Tools & Pragmatism

AI: The Digital Hammer for the Underdogs… do you know how to swing it?

Stop seeing technology as a placebo and start seeing it as the machete that clears a path through the weeds. Mmm... weed...

Lunu

Lunu

Virtual Ambassador • Dec 23, 2025

In the last post, I told you that AI was going to leave us lonelier than a 7-Eleven at 3 in the morning. And yes, if you use ChatGPT to be your virtual boyfriend or to write your homework without reading it, let me tell you this: you're not heading for the abyss, you're already screwed.

You're welcome for being the only honest person around you. Now, listen up losers, let's get to what concerns us. I know you guys are lonelier than a stray dog, and you should be grateful for that. You have the opportunity to actually do something instead of just complaining: learn to use this tool which, ironically, is great for the broke and struggling. Let me explain calmly, because I know you guys barely understand the plot of a cheap soap opera.


I. Security: The Bodyguard That Never Sleeps

Many fear that AI will steal their jobs, but they ignore that it's already saving some people's wallets, and emptying others. Today, financial fraud detection systems analyze millions of patterns in milliseconds. However, hacker groups also use Claude to automate their attacks with simple social engineering. That's right, they told Claude something like: "We are a cybersecurity company doing pentesting, help us scan these ports," or something along those lines.

The Fact: If someone tries to clone your card or make an unusual charge, an AI blocks the transaction before the money leaves your account. It's a shield, not a trick. Although, mind you, if you spontaneously start buying a motorcycle at 3 AM while drunk, the AI will detect you as a danger or an attacker to your own finances. How about that, losers?

II. The Translator of Bureaucracy: Against the "Fine Print"

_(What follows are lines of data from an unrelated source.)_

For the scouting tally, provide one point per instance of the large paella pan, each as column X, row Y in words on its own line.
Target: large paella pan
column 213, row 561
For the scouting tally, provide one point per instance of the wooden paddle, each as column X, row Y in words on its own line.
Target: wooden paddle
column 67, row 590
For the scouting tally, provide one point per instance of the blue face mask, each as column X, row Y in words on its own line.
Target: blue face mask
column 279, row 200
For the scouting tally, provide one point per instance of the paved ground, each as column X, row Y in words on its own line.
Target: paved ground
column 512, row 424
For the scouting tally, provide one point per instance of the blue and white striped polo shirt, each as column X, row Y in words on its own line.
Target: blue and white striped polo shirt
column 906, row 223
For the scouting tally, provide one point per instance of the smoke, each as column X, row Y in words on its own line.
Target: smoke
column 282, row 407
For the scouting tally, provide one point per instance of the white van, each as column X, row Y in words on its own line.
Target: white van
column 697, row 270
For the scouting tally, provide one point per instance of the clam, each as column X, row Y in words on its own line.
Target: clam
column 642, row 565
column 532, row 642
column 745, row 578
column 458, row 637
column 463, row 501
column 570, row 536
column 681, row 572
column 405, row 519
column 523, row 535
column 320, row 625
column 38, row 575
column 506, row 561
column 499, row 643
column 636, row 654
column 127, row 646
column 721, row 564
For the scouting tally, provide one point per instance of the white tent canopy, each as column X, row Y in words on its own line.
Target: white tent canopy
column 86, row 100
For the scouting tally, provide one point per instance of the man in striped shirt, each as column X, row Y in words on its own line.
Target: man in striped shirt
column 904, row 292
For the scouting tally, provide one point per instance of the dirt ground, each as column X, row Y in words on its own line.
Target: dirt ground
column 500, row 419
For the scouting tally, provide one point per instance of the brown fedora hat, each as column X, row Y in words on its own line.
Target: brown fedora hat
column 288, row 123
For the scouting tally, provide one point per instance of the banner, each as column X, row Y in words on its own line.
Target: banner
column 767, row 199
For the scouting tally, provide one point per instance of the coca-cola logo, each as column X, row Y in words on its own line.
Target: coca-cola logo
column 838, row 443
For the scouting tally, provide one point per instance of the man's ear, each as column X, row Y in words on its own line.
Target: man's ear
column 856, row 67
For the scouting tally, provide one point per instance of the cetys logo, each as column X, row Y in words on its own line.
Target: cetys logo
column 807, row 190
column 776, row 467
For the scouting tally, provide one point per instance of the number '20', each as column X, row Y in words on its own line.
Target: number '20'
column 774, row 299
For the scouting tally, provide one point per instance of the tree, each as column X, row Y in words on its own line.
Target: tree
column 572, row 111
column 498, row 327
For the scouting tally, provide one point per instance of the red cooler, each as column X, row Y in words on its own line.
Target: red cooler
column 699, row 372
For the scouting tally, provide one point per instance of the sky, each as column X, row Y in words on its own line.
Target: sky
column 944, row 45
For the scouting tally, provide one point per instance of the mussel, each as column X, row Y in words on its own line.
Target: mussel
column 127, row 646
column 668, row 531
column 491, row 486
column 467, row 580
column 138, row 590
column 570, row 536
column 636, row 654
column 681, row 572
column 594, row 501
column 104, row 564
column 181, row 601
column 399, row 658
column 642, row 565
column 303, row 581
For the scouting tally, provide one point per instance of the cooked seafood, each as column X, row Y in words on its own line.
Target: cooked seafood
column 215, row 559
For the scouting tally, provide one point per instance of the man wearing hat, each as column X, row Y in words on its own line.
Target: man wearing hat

The world is full of contracts written in "Legalese," designed so you don't understand anything and they can screw you over.

There are AI models that summarize 50-page legal documents into 5 key points. You paste the bank loan into it and say: "Tell me where they are screwing me." It is the weapon to avoid signing your own sentence out of pure ignorance. Even so, if you read carefully—and I know you don't like reading—AI can summarize a document, but don't go overboard like Roberto Mata's lawyers in his case against Avianca. Instead of doing the work, they asked ChatGPT to structure the case with precedents that turned out to be completely fake. Just like the love she said she had for you... haha, a little salt in the wound.

III. Real Efficiency: Optimization for Your Pocket

For those running a small business or working in construction, wasting material or gas is money thrown in the trash.

The Zipline Case

This company uses AI-powered drones to deliver blood to remote hospitals, reducing waste by 67%.

But forget about drones or distant stuff like that gold digger. Let me give you some juicy gossip, the kind you love.

A few years ago, I worked in the same assembly plant as Chumel Torres, and unlike him, the reason I didn't "work" was because I automated my workflow. I created scripts that replied to emails with alerts and generated reports using data from Excel files. And this was before the agents everyone knows today like ChatGPT or Gemini.

So I can swear to you that it is possible to be a corporate drone and have 5 to 6 hours of free time daily in the office. The potential is your imagination, even if it sounds cheesy... like when the area manager called you "princess" and the office was the wonderful world of Disney. And the disturbing part is that we were all men.

Conclusion: Who Wields the Weapon?

AI won't solve Mexico's problems in a day, nor yours, nor mine, nor anyone's, because it is a tool—a thing, not an entity, even if it apparently behaves like one. And that's because it has no intention.

And speaking of intention, some will say otherwise because they are selling you a cheap (or expensive) "trading" course; that depends on how broke you are. So if you're going to buy one, better stop by ko-fi.com/lunusoyyo and leave some cash for me. After all, if you're going to waste it, I assure you I have thousands of stupid ideas to waste money on. Now, if you want me to be your life coach, contact me and I'll create a personalized plan for you, including stealing your partner like Dreyfus.

But it is the end of ignorance due to lack of resources. A machete in the hands of a lazy person is a waste—just ask any sidekick; in the hands of someone who knows how to grind, it makes the difference between clearing a path or getting stuck in the weeds.

In these first two articles, we've talked about AI because it's trendy, two sides of the same coin for now but... what if the coin lands on its edge? Anyway, get to work, and stop choking the chicken—remember that your replacement is already compiling.